I saw last night that Brazil has public schools that are being run by the military, with military discipline. Bolsonaro wants to expand this, and also have the military determine the curriculum.
You mean less than men?
The word “populist” is too cuddly for all that. Far-right authoritarian is a better fit.
Upon reflection, it seems to me that “far right authoritarian” has (or at least previously had) the connotation of a strong man who used military force to overthrow a democratic government. The thing about “populist” is that it points out that the government was (at least in theory) democratically elected. So perhaps we should call them “Far-right authoritarian populist” (which yields the acronym “FRAP”, so everyone can insert their choice of “knock-on-the-side of the head metaphors – or maybe just knock-knock jokes)
@Ophelia #3 – assuming you were replying to me(?) – no, I meant to say “the same” – but with a lot of sarcasm.
The idea that saying “that women don’t deserve the same pay as men” is “to shatter the status quo” implies to me that 1) the status quo is that women do deserve the same pay as men, and 2) that suggesting otherwise is to “shatter” the status quo must mean that the current status quo is extremely heavily ingrained in society.
If the status quo is that women deserve the same pay as men, and this is heavily ingrained in society, the only way that could be true – as far as I can see – is that women must have actually been being paid the same as men for many decades now. This is what I was so very surprised to learn.
(Sorry, I know that sarcasm doesn’t read well in internet comments, and I try to be subtle about it which doesn’t help, and I keep forgetting to add “/s” tags on the ends of my posts which is a recipe for disasterous misunderstandings.)
Heh, no problem.

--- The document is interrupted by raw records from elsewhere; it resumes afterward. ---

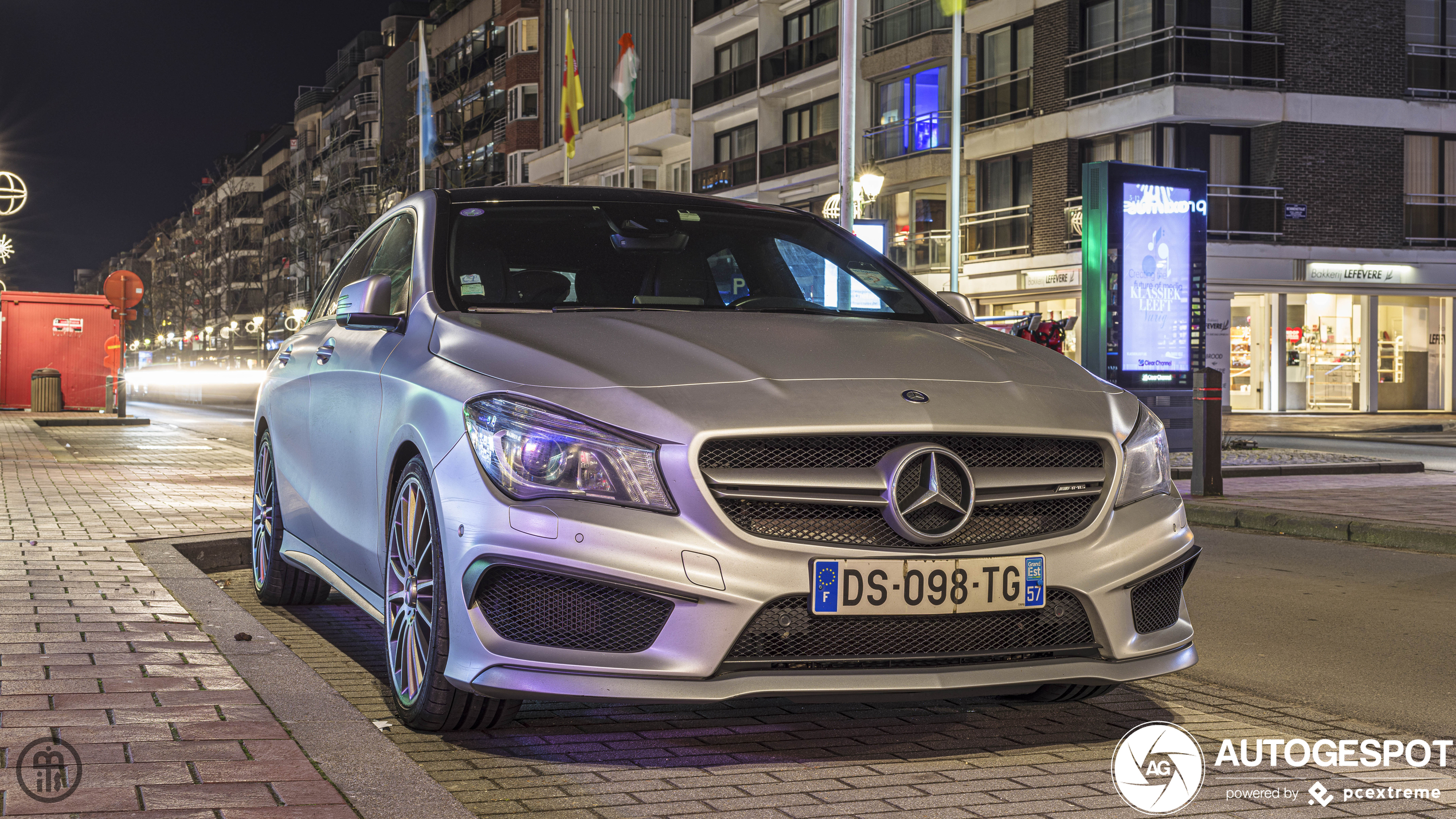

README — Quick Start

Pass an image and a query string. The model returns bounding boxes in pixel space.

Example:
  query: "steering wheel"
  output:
[728,295,833,310]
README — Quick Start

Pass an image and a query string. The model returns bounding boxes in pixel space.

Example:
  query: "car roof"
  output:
[444,185,811,217]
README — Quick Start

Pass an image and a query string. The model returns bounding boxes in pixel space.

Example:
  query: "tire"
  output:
[253,429,329,605]
[385,455,521,732]
[1021,682,1117,703]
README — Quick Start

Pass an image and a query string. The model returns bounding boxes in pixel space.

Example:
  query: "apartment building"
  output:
[521,0,693,191]
[920,0,1456,412]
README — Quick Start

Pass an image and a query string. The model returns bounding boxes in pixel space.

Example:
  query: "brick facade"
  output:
[1031,140,1082,254]
[1249,122,1405,247]
[1252,0,1405,97]
[1031,0,1078,116]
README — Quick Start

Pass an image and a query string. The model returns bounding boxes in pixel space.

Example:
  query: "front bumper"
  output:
[434,430,1197,703]
[470,643,1198,703]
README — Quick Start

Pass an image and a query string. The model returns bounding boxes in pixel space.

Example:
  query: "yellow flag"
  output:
[561,13,587,157]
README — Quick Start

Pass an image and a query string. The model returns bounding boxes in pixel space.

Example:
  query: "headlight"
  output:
[464,395,676,512]
[1117,407,1173,506]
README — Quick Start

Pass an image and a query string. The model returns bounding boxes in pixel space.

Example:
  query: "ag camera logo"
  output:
[1113,722,1203,816]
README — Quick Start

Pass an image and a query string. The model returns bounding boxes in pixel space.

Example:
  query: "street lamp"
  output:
[859,164,885,199]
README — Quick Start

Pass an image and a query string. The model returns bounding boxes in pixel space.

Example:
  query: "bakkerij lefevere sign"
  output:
[1082,162,1208,449]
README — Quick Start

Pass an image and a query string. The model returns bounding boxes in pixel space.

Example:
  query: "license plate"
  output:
[811,554,1047,614]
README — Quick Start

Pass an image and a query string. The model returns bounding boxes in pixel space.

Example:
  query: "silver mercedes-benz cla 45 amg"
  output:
[252,186,1198,730]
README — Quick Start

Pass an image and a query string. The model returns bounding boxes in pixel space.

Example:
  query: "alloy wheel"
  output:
[385,474,435,706]
[252,438,278,591]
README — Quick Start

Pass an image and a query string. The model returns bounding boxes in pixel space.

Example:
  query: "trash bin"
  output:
[30,367,61,412]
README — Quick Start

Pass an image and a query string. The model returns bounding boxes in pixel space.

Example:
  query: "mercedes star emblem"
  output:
[878,444,976,546]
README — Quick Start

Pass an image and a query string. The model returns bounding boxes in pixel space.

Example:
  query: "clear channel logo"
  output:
[1113,722,1203,816]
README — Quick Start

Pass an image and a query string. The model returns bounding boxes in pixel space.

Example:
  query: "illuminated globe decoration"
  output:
[1113,723,1203,816]
[0,170,26,217]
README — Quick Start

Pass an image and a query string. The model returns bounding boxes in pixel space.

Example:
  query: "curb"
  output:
[128,531,473,819]
[1172,461,1426,480]
[1184,499,1456,554]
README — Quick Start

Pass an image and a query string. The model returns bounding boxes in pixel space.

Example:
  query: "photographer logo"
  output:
[1113,723,1203,816]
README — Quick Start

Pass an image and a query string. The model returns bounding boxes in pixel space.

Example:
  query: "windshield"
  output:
[447,202,933,322]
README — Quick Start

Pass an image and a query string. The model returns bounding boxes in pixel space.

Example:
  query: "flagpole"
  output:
[415,21,429,191]
[839,0,859,230]
[945,0,965,292]
[561,9,571,185]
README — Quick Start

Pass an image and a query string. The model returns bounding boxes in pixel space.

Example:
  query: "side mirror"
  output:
[936,289,976,322]
[334,275,405,332]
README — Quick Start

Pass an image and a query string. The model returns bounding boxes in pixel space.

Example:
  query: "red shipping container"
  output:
[0,289,121,410]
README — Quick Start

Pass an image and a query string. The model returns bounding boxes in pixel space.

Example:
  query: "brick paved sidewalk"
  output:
[1176,473,1456,528]
[0,541,354,819]
[0,413,252,541]
[210,570,1456,819]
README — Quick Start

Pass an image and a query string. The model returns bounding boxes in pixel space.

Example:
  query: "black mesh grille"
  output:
[718,495,1097,548]
[1133,562,1192,634]
[698,435,1102,470]
[476,566,672,652]
[726,589,1097,668]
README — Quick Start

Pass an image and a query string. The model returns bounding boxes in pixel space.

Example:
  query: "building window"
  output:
[784,0,839,45]
[505,83,539,121]
[868,65,951,159]
[714,32,758,76]
[505,17,540,57]
[1405,134,1456,244]
[714,122,758,164]
[1082,125,1178,167]
[1082,0,1176,48]
[784,96,839,144]
[664,160,693,194]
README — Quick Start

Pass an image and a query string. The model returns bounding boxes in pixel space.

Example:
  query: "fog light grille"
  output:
[1133,562,1192,634]
[476,566,672,653]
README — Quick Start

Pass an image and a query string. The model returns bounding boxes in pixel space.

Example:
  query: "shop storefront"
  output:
[962,259,1456,413]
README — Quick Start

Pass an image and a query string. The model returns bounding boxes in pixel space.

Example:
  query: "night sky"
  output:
[0,0,389,291]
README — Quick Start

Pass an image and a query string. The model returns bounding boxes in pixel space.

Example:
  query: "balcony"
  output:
[961,68,1031,131]
[1208,185,1284,241]
[890,230,951,271]
[1405,194,1456,247]
[1405,42,1456,99]
[1062,197,1082,250]
[758,131,839,179]
[863,0,951,57]
[1067,26,1284,105]
[758,26,839,84]
[693,154,758,194]
[961,205,1031,263]
[693,0,744,26]
[865,111,951,162]
[693,62,758,111]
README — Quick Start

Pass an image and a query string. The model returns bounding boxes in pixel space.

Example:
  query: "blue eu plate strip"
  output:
[814,560,839,611]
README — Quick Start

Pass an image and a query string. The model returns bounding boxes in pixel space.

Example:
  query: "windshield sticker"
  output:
[849,268,900,289]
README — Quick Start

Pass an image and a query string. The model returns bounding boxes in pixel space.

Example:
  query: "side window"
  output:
[308,230,385,322]
[369,214,415,313]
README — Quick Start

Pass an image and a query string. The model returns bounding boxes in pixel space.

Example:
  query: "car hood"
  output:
[431,310,1120,397]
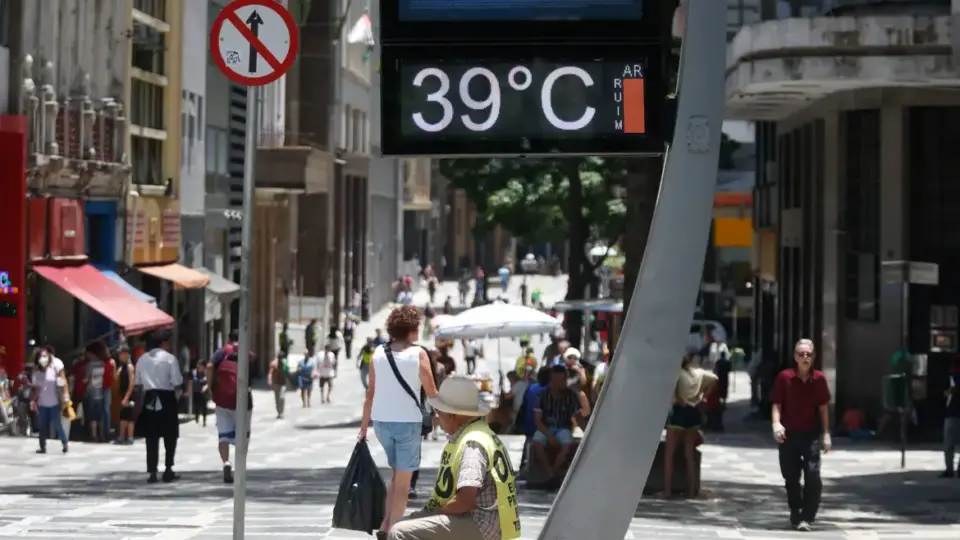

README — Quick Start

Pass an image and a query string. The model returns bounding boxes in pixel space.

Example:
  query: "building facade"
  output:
[0,0,195,368]
[726,0,960,424]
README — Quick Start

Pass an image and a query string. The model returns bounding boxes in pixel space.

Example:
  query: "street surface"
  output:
[0,278,960,540]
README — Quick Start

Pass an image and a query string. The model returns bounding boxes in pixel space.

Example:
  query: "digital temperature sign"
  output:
[382,45,664,156]
[395,0,643,22]
[0,270,20,296]
[378,0,673,46]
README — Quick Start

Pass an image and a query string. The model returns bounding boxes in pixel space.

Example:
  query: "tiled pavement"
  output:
[0,296,960,540]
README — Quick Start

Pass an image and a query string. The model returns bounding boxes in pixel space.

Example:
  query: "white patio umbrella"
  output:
[589,246,617,257]
[435,303,560,373]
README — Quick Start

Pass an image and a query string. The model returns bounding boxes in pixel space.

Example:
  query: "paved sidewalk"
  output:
[0,311,960,540]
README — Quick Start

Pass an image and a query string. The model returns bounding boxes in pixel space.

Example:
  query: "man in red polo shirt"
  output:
[770,339,831,531]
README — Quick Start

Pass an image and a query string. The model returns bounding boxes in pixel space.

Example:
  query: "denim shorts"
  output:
[373,421,421,472]
[533,427,573,446]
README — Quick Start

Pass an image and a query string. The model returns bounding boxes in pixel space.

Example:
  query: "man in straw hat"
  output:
[383,377,520,540]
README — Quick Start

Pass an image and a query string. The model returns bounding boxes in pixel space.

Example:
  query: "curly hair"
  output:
[387,306,420,340]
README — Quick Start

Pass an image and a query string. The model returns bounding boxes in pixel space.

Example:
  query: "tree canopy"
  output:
[439,157,627,247]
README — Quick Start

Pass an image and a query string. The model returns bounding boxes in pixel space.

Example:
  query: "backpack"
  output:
[212,345,253,410]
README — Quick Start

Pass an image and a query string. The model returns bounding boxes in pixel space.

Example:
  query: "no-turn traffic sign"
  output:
[210,0,300,86]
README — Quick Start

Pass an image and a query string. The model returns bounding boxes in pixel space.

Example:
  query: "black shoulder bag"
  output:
[383,343,433,433]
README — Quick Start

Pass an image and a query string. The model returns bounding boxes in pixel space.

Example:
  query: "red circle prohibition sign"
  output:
[210,0,300,86]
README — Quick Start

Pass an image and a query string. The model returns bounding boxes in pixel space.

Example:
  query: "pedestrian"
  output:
[279,321,293,358]
[135,329,183,484]
[317,344,337,403]
[297,347,317,409]
[940,359,960,478]
[770,339,832,531]
[33,348,70,454]
[380,377,521,540]
[357,337,376,390]
[100,348,117,441]
[114,345,137,445]
[373,328,387,347]
[303,319,317,349]
[189,360,210,427]
[267,352,287,420]
[358,306,437,532]
[463,339,480,375]
[324,326,343,369]
[657,347,717,499]
[343,317,357,360]
[207,336,253,484]
[83,341,108,442]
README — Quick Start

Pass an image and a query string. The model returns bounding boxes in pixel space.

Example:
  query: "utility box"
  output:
[27,197,87,262]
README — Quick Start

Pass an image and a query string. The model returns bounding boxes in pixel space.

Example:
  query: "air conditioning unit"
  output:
[131,23,164,50]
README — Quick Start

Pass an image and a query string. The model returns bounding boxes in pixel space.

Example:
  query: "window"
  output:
[841,109,880,321]
[351,109,363,153]
[340,105,353,150]
[206,127,230,176]
[130,135,163,186]
[360,112,370,154]
[0,0,10,47]
[204,127,217,174]
[133,0,167,21]
[130,79,166,130]
[196,96,206,142]
[130,23,166,75]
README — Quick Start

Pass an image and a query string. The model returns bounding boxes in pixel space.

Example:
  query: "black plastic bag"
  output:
[333,441,387,534]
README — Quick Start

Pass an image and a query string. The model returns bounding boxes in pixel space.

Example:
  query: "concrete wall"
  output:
[23,0,130,101]
[950,0,960,75]
[182,1,209,219]
[771,88,960,407]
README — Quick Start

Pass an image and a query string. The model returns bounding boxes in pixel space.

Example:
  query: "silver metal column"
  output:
[233,87,263,540]
[540,0,727,540]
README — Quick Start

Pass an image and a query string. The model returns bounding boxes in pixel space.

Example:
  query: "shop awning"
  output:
[137,263,210,289]
[32,264,173,335]
[97,267,157,306]
[197,268,240,301]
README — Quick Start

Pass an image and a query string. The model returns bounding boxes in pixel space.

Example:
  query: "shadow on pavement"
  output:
[2,468,960,530]
[704,399,942,452]
[294,420,360,431]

At least 50% of what I write is sarcasm, and I never add close tags!
And now, an astonishing news alert from the normally progressive CBC outlining the potential benefits to Canadian business resulting from Brazil’s shift to the right: https://twitter.com/ddale8/status/1056723341028085760
We can’t blame Trump for Bolsonaro, it’s not always about US influence. Brazil has a long history of brutal dictators long before Trump. Why? The country is ossified by its Portugese institutions, it’s been compared to an aircraft waiting to take off but never quite lifting off, for generations.
We’ll find out if Bolsonaro’s bite is as nasty as his bark.
Is anyone blaming Trump for Bolsonaro? I asked if Trumpism is catching, but that was a question, not an assertion.
Well, considering that Trump is not in the same league as Bolsonaro, Duterte or Erdogan, it’s not a question that I’d bother asking.
/s I associate with strikethrough, so eve that could confuse.